Zu Ideen, dass das BMG künftig mehr Fach- statt ausschließlich Rechtsaufsicht für den G-BA sein könnte, sagte Hecken: „Wenn Sie, Herr Spahn, ein Fan der Selbstverwaltung sind, dann bin ich ein Fan der Rechtsaufsicht.“ Er sieht die Rechtsaufsicht als zentrales Element der politischen Legitimität des G-BA.

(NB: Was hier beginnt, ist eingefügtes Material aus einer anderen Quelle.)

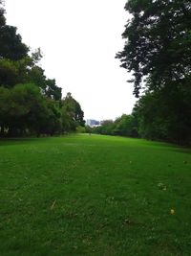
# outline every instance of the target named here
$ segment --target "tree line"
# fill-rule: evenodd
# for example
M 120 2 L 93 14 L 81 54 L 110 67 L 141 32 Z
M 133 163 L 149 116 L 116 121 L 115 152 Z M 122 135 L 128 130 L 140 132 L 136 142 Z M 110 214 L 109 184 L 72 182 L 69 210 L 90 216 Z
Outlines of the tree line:
M 117 58 L 133 74 L 129 82 L 138 100 L 131 115 L 96 129 L 190 144 L 191 2 L 129 0 L 125 10 L 131 18 Z
M 55 80 L 40 67 L 40 49 L 22 42 L 6 23 L 0 0 L 0 136 L 59 134 L 84 126 L 84 113 L 71 93 L 62 98 Z

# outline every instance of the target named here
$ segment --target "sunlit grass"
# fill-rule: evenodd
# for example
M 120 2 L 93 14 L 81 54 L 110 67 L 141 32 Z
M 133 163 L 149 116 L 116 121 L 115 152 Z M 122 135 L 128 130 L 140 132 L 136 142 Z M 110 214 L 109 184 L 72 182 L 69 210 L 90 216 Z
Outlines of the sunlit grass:
M 191 154 L 99 135 L 0 141 L 0 255 L 188 256 Z

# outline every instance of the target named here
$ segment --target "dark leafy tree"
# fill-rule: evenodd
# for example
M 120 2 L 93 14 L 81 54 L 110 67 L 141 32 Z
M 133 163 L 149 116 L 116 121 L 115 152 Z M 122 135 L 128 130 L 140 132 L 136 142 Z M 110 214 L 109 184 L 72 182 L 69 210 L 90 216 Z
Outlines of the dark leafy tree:
M 188 83 L 191 77 L 191 2 L 188 0 L 129 0 L 121 66 L 133 72 L 138 97 L 142 79 L 148 88 Z

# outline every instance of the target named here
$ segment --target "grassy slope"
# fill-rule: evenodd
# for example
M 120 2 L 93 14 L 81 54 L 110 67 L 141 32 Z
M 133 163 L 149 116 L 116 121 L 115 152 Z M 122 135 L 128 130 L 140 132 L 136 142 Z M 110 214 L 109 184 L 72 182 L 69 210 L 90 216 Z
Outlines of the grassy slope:
M 1 141 L 0 255 L 190 255 L 190 152 L 162 143 Z

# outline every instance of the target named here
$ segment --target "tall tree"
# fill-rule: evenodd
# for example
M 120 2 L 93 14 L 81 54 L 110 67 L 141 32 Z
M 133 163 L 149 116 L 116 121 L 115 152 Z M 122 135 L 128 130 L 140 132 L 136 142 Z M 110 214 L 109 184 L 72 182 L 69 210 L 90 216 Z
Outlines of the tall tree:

Für die Zukunft sieht Hecken den G-BA unter weiter steigendem Handlungsdruck: „Wenn wir bei der hohen Entwicklungsdynamik, besonders bei Medizinprodukten, Schritt halten wollen und diese auch nach kurzer Zeit in die Regelversorgung kommen sollen, dann brauchen wir neue Entscheidungsregelungen“, sagte Hecken auch mit Blick auf die Gesundheitspolitik. Denn: „Wir müssen künftig auch vorläufige Entscheidungen mit möglichen Befristungen bei Medizinprodukten fällen können“, erklärte Hecken. Die Verfahrensregeln müssten per Gesetz verändert werden. Ähnliches gelte auch, wenn der G-BA künftig digitale Anwendungen prüfen soll.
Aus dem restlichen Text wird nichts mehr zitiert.